Art. 3° Sendo o imóvel de responsabilidade de pessoas físicas ou jurídicas de direito privado e constatando-se que ele apresenta criadouros do mosquito Aedes Aegypti o seu proprietário/possuidor será notificado para executar as devidas manutenções e limpezas no prazo nunca superior a 72 (setenta e duas) horas.
- 1º – A pessoa investida em caráter ou função de agente público ou servidor público deverá se identificar ao proprietário/possuidor, apresentando-lhe a sua identificação funcional ou autorização para tal e, se for o caso, informar o telefone da secretaria/órgão onde está lotado com fins de que se possa averiguar a veracidade das informações acerca da identificação do agente.
- 2° – Se não atendida a notificação/diligência ou em caso de reincidência, ao proprietário/possuidor será aplicada multa no valor de R$100,00 (cem reais) por metro quadrado da área do imóvel.
- 3° – Os recursos oriundos da multa prevista neste artigo deverão ser investidos nos programas de prevenção e combate ao mosquito Aedes Aegypti.
Art. 4° Os agentes públicos de saúde poderão ingressar nos bens imóveis, públicos ou privados, no caso de constatação de situação de abandono ou ausência de pessoas que possam permitir o acesso ao imóvel, que apresentem risco potencial de propiciar a proliferação do mosquito Aedes Aegypti, com fins de avaliá-lo e, se for o caso, promover a dedetização e/ou determinar ao proprietário/possuidor que se promova a devida limpeza ou ação de combate, estando sujeito a multa e previsão no artigo 3°.
- 1º – Caso necessário, os agentes públicos poderão solicitar reforço da Guarda Municipal ou Polícia Militar para realizar o ingresso compulsório em bens imóveis que forem compreendidos pelo caput deste artigo.
- 2° – Para fins do disposto no caput deste artigo, entende-se por:
I – Imóvel em situação de abandono – aquele que demonstre flagrante ausência prolongada de utilização, o que pode ser verificado por suas características físicas, por sinais de inexistência de conservação, pelo relato de moradores da área ou por outros indícios que evidenciem a sua não utilização; e
II – Ausência – a impossibilidade de localização de pessoa que possa permitir o acesso ao imóvel na hipótese de duas visitas devidamente notificadas, em dias e períodos alternados, dentro do intervalo de dez dias.

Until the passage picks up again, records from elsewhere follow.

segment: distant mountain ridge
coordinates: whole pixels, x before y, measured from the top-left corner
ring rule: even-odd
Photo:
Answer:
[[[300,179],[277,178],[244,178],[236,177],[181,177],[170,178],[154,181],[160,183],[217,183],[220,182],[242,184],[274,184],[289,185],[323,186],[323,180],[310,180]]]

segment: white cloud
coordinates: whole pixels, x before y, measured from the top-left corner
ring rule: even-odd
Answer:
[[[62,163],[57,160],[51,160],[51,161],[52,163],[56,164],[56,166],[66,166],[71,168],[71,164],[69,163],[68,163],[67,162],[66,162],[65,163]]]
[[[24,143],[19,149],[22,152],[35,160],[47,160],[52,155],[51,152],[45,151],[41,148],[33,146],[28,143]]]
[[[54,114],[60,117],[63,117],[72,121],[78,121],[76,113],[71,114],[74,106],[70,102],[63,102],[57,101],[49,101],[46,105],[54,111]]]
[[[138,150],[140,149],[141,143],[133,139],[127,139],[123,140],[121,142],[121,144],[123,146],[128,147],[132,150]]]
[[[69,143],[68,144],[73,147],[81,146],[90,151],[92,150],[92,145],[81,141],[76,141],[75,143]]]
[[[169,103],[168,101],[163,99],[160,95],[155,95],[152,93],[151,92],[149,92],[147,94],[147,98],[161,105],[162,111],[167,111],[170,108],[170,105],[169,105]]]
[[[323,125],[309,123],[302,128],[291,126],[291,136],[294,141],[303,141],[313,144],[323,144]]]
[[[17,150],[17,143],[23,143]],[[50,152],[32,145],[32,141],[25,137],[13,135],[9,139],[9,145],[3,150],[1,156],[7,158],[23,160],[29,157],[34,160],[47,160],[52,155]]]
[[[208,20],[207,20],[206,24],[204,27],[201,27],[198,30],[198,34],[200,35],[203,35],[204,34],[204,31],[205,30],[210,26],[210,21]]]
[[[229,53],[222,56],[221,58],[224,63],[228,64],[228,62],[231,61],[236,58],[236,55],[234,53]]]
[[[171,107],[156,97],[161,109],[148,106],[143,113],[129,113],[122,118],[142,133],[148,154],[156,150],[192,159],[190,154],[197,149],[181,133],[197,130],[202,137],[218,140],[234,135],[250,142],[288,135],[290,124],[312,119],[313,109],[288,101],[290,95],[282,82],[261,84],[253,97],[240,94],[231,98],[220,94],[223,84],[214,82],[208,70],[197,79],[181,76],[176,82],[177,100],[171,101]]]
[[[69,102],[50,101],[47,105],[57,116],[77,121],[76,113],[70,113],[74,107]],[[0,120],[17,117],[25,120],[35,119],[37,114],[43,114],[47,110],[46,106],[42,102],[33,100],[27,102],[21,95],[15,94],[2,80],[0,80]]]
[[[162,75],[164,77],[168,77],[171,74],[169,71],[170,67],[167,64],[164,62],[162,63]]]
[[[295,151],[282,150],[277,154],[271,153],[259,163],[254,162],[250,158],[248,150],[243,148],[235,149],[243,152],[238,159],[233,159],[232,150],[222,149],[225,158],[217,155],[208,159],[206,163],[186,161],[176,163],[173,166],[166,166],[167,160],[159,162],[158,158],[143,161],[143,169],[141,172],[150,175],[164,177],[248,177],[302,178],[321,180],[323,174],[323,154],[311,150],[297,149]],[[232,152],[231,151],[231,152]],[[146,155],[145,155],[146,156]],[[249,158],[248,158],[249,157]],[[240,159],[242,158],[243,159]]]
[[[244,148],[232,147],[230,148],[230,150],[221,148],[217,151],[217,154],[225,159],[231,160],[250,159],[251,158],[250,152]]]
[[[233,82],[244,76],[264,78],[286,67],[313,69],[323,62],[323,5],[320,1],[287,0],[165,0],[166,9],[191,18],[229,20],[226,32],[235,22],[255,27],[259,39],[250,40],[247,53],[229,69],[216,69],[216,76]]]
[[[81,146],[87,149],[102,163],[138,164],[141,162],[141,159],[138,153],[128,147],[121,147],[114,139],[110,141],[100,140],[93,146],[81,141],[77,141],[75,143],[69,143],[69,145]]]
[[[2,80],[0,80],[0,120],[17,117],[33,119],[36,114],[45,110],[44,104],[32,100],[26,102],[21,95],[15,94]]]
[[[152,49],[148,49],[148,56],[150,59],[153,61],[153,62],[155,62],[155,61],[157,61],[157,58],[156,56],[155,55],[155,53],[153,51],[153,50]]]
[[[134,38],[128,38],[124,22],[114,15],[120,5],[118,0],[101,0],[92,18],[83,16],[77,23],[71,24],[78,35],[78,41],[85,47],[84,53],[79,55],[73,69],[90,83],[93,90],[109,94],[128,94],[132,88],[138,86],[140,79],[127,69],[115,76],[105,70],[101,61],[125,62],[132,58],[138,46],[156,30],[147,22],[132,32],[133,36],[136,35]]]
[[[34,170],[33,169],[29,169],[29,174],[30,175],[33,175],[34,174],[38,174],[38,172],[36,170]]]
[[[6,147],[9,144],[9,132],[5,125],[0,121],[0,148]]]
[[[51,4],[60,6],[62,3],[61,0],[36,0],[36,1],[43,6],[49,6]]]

- 3º – Nos casos em que houver a necessidade de ingresso forçado em imóveis públicos e particulares, o agente público competente emitirá relatório circunstanciado no local em que for verificada a impossibilidade de entrada por abandono ou ausência de pessoa que possa permitir o acesso de agente público.
Art. 5° O proprietário/possuidor que impedir o acesso ao imóvel, nos termos previstos no artigo 3º, estará sujeito a multa por ele estabelecida.
Art. 6° O Poder Executivo regulamentará esta lei e os procedimentos de aplicação das multas previstas no art. 3º a partir da data de sua publicação.
Art. 7º Esta lei entra em vigor na data de sua publicação.